新天皇陛下が即位され、「令和」の時代が幕を開ける。新元号の典拠は万葉集で、小田原市にも縁が深い「梅の花」の歌序文から引用された。「平成」を経て小田原市は人口減少、中心市街地の再開発、漁港施設、市民ホールの開業など大きな転換期を迎えている。
市の統計によると、小田原市の人口は平成11年の20万695人をピークに減少が続く。平成元年と31年の比較ではいずれも19万人強、一方で「世帯数」は約5万9500から約8万1200となり、1世帯あたりの人員が3・2人から2・3人と減った。

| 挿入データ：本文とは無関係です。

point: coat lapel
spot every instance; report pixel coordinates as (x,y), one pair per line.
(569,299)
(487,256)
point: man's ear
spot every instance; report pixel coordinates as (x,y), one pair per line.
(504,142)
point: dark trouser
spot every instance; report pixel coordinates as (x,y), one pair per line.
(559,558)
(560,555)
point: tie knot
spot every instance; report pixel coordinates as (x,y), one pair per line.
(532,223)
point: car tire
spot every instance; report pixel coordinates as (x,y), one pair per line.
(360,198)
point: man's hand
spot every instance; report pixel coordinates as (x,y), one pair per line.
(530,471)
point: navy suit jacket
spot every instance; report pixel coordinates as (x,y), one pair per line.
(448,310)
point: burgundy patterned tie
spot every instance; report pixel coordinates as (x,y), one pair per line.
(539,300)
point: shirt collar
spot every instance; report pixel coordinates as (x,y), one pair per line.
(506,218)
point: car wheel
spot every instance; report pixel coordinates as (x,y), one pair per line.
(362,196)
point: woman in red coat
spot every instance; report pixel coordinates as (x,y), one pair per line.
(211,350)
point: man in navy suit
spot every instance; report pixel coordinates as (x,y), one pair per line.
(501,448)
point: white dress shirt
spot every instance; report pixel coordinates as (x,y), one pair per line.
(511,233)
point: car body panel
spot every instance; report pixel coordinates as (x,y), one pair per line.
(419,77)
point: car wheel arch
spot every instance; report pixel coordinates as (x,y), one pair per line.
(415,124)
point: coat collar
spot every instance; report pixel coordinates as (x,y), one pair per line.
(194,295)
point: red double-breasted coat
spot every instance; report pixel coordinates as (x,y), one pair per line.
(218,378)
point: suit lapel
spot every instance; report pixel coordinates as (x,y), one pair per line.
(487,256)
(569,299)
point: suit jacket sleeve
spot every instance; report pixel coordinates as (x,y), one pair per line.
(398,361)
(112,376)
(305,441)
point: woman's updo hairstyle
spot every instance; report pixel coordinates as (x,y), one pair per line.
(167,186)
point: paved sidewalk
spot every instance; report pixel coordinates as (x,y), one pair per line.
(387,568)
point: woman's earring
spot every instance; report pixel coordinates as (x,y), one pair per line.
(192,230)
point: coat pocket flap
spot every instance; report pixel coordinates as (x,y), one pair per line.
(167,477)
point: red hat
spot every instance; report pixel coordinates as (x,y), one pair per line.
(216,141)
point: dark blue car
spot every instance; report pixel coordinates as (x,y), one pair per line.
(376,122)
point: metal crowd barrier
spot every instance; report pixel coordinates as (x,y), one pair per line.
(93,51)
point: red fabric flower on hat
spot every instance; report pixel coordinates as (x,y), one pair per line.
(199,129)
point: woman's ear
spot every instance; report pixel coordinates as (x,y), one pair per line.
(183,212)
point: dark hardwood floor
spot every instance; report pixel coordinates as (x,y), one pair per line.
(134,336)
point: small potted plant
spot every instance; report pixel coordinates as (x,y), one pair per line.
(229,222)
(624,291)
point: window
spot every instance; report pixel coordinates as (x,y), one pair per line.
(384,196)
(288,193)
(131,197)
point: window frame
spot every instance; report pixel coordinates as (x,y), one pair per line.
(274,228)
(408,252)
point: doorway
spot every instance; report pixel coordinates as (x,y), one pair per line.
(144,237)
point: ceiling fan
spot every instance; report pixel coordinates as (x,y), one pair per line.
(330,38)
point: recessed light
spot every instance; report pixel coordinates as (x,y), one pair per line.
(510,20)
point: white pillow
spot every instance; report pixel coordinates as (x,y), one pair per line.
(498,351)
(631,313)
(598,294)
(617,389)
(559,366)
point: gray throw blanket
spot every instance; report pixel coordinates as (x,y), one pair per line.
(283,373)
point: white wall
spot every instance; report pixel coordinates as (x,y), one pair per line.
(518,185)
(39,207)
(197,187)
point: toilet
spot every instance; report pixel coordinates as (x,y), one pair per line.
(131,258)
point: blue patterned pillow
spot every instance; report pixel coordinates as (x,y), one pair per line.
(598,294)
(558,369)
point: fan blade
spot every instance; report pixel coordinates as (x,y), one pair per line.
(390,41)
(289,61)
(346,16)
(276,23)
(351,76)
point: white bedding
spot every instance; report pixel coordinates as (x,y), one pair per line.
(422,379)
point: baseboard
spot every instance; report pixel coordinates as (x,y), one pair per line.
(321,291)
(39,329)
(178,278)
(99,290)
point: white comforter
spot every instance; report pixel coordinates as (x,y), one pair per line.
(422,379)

大型施設の開業も次々と控える。いまや小田原城と並ぶ観光スポットとなっている小田原漁港周辺エリア。「漁港の駅TOTOCO小田原」も、昨年の台風被害で開業が遅れたが今年11月オープン予定だ。
小田原駅東口お城通り地区の再開発で地上14階・地下1階の高層ビルが、来年6月オープンに向けて建設が進む。ホテル、商業施設などを備え、市外からの誘客も期待される一方で中心市街地の人の流れが大きく変わる可能性もある。

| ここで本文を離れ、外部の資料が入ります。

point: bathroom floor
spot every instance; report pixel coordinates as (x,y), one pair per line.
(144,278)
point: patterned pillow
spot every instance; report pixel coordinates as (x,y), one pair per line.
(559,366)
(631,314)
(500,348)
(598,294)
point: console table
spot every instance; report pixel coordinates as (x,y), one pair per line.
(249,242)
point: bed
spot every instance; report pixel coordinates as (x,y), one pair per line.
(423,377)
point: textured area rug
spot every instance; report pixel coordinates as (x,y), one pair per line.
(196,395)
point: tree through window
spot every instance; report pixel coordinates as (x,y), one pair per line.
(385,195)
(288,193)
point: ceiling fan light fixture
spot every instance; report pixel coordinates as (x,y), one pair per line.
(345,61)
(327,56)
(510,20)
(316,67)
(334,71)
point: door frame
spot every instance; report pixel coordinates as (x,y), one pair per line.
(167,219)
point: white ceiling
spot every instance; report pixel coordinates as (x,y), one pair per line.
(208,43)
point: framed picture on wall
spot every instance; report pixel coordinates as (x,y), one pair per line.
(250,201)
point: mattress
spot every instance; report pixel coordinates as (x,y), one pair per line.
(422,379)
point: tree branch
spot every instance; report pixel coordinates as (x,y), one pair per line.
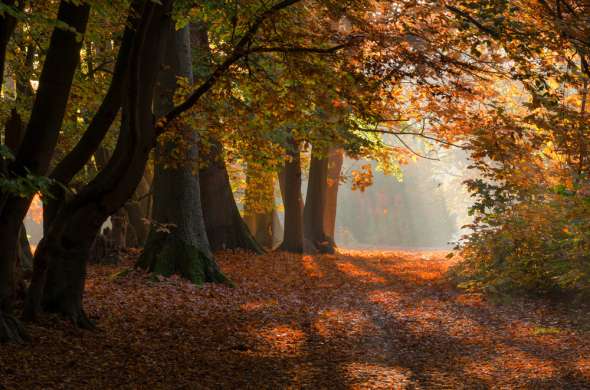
(238,52)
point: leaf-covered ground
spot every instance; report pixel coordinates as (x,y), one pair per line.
(377,320)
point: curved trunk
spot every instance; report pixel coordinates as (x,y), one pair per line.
(60,261)
(177,242)
(315,205)
(293,202)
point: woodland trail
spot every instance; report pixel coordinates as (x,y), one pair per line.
(374,320)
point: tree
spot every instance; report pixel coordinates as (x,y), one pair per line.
(38,145)
(177,243)
(293,233)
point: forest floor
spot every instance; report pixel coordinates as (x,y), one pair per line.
(370,319)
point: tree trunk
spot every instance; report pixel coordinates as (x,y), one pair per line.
(336,159)
(177,242)
(36,150)
(60,261)
(292,200)
(315,205)
(225,227)
(259,206)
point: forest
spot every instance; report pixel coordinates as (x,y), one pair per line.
(322,194)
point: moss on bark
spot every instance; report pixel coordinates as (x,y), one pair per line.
(167,255)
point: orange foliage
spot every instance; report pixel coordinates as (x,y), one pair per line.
(363,320)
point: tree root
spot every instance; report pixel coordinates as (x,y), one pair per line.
(12,330)
(81,320)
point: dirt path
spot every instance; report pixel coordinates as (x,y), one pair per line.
(375,320)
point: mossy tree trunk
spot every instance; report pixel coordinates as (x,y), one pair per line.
(293,236)
(315,205)
(177,242)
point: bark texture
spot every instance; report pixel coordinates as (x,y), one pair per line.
(177,242)
(225,227)
(335,161)
(315,205)
(259,208)
(293,202)
(60,261)
(39,141)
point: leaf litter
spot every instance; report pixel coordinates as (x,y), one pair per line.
(357,319)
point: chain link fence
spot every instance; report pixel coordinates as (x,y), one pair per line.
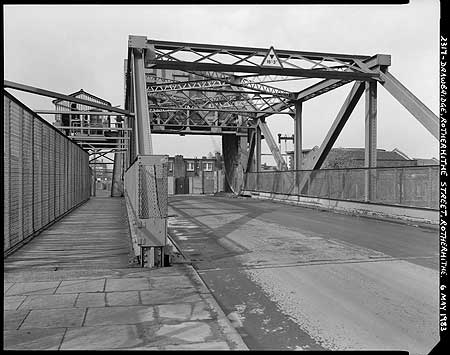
(416,186)
(45,174)
(147,202)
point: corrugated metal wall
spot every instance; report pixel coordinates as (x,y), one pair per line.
(45,174)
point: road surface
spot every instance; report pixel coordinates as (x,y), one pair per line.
(298,278)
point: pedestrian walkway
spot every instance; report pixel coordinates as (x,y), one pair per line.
(76,286)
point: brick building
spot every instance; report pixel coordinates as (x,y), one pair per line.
(195,175)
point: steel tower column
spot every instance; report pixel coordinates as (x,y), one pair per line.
(370,157)
(298,139)
(142,116)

入札不調による建設の見直しなど紆余曲折があった「小田原市市民ホール」もこのほど着工。外観は武者の兜の様な特徴的なデザインで1100席規模の大ホールを備える。将来世代に負担を残さないためにも、継続的な維持管理、将来の施設更新を見据えた運営が求められる。

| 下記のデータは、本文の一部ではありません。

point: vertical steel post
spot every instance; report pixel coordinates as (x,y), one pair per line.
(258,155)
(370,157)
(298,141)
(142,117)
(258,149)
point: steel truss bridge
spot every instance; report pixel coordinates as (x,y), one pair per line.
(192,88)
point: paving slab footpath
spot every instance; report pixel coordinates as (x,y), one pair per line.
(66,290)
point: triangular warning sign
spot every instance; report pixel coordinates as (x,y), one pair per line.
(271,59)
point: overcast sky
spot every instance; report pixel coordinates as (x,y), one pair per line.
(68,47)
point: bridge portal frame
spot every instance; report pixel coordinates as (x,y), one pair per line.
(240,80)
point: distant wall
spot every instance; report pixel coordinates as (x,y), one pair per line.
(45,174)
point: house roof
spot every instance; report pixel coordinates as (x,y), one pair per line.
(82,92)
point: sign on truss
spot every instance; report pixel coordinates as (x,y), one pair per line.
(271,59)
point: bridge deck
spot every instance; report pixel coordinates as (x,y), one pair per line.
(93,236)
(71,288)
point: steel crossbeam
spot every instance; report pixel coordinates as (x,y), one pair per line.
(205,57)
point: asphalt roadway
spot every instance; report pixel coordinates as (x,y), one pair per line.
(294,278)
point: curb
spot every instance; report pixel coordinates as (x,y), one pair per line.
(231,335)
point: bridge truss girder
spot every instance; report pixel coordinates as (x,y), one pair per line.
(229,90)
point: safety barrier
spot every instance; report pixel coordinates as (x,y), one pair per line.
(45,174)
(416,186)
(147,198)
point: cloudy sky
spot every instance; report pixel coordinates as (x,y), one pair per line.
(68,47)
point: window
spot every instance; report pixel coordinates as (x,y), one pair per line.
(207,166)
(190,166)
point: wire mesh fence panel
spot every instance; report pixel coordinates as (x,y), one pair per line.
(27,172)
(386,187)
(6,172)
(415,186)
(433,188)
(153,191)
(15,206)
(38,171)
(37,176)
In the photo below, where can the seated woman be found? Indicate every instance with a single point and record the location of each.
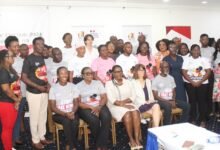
(144, 96)
(93, 109)
(164, 91)
(63, 98)
(121, 95)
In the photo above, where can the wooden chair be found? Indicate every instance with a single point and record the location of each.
(83, 129)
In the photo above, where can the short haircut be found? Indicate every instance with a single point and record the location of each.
(163, 40)
(10, 39)
(87, 36)
(204, 35)
(138, 67)
(85, 68)
(55, 49)
(60, 68)
(66, 34)
(36, 39)
(194, 46)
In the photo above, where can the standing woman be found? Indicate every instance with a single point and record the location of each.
(111, 50)
(10, 97)
(196, 70)
(91, 52)
(162, 47)
(121, 96)
(63, 98)
(175, 62)
(144, 96)
(93, 109)
(145, 58)
(68, 50)
(216, 70)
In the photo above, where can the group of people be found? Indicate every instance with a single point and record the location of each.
(114, 81)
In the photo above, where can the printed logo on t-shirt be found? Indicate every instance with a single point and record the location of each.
(65, 107)
(92, 100)
(166, 94)
(197, 73)
(41, 73)
(16, 87)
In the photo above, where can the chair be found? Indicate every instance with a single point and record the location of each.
(146, 115)
(175, 113)
(83, 129)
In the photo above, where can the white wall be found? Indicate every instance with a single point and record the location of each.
(61, 18)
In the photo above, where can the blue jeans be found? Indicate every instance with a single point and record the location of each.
(16, 131)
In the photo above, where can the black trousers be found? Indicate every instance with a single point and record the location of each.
(198, 97)
(210, 94)
(167, 107)
(99, 126)
(70, 128)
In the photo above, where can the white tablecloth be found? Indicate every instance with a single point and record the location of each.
(172, 137)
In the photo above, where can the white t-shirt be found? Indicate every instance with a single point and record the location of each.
(127, 62)
(90, 93)
(18, 63)
(208, 53)
(52, 70)
(77, 64)
(68, 54)
(164, 86)
(64, 96)
(92, 55)
(196, 68)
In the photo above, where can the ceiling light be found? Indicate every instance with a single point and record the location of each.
(166, 1)
(204, 2)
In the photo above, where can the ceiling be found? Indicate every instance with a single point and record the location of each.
(159, 2)
(186, 3)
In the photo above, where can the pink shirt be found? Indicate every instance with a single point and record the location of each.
(149, 64)
(102, 66)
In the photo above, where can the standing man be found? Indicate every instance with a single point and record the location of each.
(12, 44)
(34, 74)
(207, 52)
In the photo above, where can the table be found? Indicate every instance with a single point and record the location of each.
(172, 137)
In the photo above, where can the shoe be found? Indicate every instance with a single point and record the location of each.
(203, 124)
(46, 142)
(38, 146)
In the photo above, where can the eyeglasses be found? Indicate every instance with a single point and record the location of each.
(88, 73)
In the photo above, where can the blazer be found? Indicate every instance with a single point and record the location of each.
(140, 96)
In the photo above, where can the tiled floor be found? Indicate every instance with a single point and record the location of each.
(122, 138)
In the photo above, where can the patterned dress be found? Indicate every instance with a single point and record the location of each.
(216, 89)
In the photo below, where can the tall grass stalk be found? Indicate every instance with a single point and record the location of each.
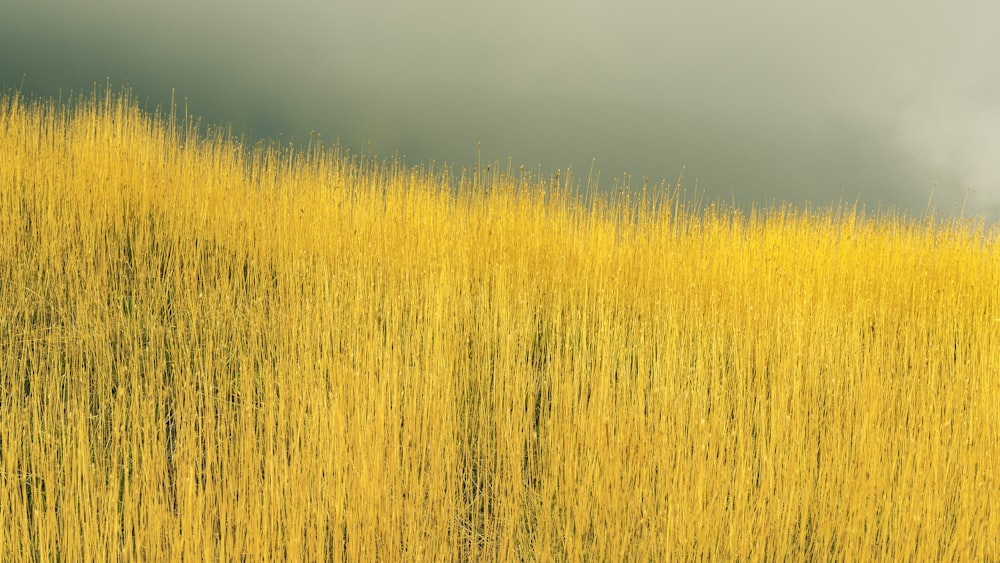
(217, 352)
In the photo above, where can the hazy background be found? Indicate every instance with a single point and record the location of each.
(787, 99)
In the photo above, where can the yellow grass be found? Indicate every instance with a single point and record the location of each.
(210, 352)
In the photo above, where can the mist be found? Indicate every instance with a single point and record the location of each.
(886, 104)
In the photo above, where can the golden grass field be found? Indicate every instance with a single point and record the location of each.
(216, 352)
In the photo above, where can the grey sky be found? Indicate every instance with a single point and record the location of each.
(776, 99)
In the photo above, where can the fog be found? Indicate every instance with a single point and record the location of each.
(877, 102)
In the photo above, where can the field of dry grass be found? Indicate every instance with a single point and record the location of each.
(215, 352)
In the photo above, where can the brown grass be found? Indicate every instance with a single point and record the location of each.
(214, 352)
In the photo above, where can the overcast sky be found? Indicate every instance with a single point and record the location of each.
(794, 100)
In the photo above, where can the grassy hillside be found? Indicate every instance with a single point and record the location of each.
(210, 351)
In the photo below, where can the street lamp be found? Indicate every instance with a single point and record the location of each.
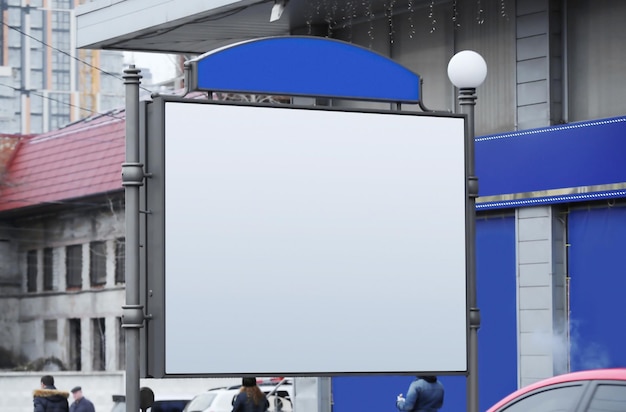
(467, 70)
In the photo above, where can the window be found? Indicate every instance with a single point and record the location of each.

「令和」の二文字には、「人々が美しく心を寄せ合う中で文化が生まれ育つ」という意味が込められているという。人口や経済において右肩上がりの前提が崩れたなか、小田原でも新たな「まちのあり方」の模索が続いている。一人ひとりが未来に想いを馳せ、連携し、梅の花のように美しく香る豊かな時代を期待したい。